In spite of enjoying great success with its various MOOC offerings, the University of Toronto recognises that most students want to personalise their learning experience. Regehr observes: “Today’s students are tech savvy and they expect a different kind of interaction with technology.”
In fact, Canada’s largest university is finding that the inverted classroom (or blended learning) model allows students to listen to lecture materials at their own pace and repeatedly if necessary.
“It is very exciting,” adds Regehr. “It’s expanded the way we think about on-campus education. We can no longer look at it as a dichotomy between online and campus-based education.
“University education has to be blended nowadays largely because of the expectations and learning approaches of the current generation of students.”
From the American Midwest, Schuster agrees: “What we’re finding is that students prefer the hybrid approach: a combination of both online and traditional modalities. [Students] like the convenience of online with the relationship they can have with professors and a bricks-and-mortar university.”
While Schuster’s colleague and Webster University President Stroble agrees – “the hybrid approach tends to produce a more successful result because students feel more attached to an individual or community” – she adds:
“The jury’s still out on as to what modality best serves the needs of those without access to higher education. Let’s just wait and see.”
They all concur, however, that what remains problematic is guaranteeing that both traditional and online modalities deliver quality learning opportunities – all while ensuring programme completion.
Referencing his article recently published by Columbia University Press, Brady explains: "'Completion rates’ really become an issue of ‘completion pathways’.

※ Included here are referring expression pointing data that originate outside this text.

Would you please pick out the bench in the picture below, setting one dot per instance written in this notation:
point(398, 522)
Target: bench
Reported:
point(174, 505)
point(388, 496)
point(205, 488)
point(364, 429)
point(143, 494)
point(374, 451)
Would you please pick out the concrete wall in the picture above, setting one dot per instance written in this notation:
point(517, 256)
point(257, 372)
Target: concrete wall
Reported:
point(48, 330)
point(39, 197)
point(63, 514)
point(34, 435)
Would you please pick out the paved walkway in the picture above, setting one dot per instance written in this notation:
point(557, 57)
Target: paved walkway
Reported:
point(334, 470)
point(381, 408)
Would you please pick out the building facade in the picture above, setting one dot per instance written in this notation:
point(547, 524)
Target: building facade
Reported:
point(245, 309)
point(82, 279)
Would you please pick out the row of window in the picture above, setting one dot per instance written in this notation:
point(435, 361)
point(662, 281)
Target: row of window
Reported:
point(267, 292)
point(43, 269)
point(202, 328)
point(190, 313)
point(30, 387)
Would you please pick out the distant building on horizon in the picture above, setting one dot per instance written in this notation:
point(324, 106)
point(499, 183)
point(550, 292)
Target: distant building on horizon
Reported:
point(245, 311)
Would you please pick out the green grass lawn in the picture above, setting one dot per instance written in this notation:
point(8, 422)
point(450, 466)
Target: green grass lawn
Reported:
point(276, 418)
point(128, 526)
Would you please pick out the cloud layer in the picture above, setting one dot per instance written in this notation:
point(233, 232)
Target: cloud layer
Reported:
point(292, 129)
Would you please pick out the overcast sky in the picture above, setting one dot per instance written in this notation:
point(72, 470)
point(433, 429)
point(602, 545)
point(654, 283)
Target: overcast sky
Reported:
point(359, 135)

“That is, we must understand how students make it through college when they face financial challenges, family crises, and other problems that make it hard to finish in the standard four-year period.
“One thing we know for sure, lower tuition and more financial aid help students finish in a timely way.”
Entrepreneurial students
It is in this context that some universities are beginning to respond proactively to student-led requests to have experiential learning and entrepreneurial education made more available in the higher education environment.
This bottom-up approach where students – from all disciplines – are looking for ways to create their own occupational opportunities is something institutions like the University of Toronto have embraced with new programme offerings.
Regehr observes: “Although we have always had co-op, internship and practicum opportunities, service-oriented learning opportunities are growing in importance in today’s university experience.”
She expects a trend where students are taught to transform and commercialise their innovations into viable opportunities in response to the changing global economic environment to continue into 2014.
Specifically, these opportunities are realised in the delivery of for-credit courses as well as in terms of providing access to facilities like idea incubators and entrepreneurial technical support programmes and hubs.
This also plays neatly into the global reach of universities, in terms of internationalisation of the student body and also through international partnerships for higher education institutions as a whole – as, for instance, with Webster’s recently inaugurated campus in the Ghanaian capital Accra.
Squeezing out R&D
But just as new directions to enhance the experience of and improve learning opportunities within higher education are certain to continue in 2014, there is also agreement that policy-makers are failing to acknowledge the impact that sustained cutbacks to research and development will have on the system as a whole.
Brady points specifically to a long-term policy of disinvestment by corporations and governments that seek immediate payoffs.
For this reason, it would seem that higher education’s biggest challenge is more than ever to help policy-makers appreciate the dual importance of research and development alongside the teaching mission in guaranteeing the academy’s long-term survival.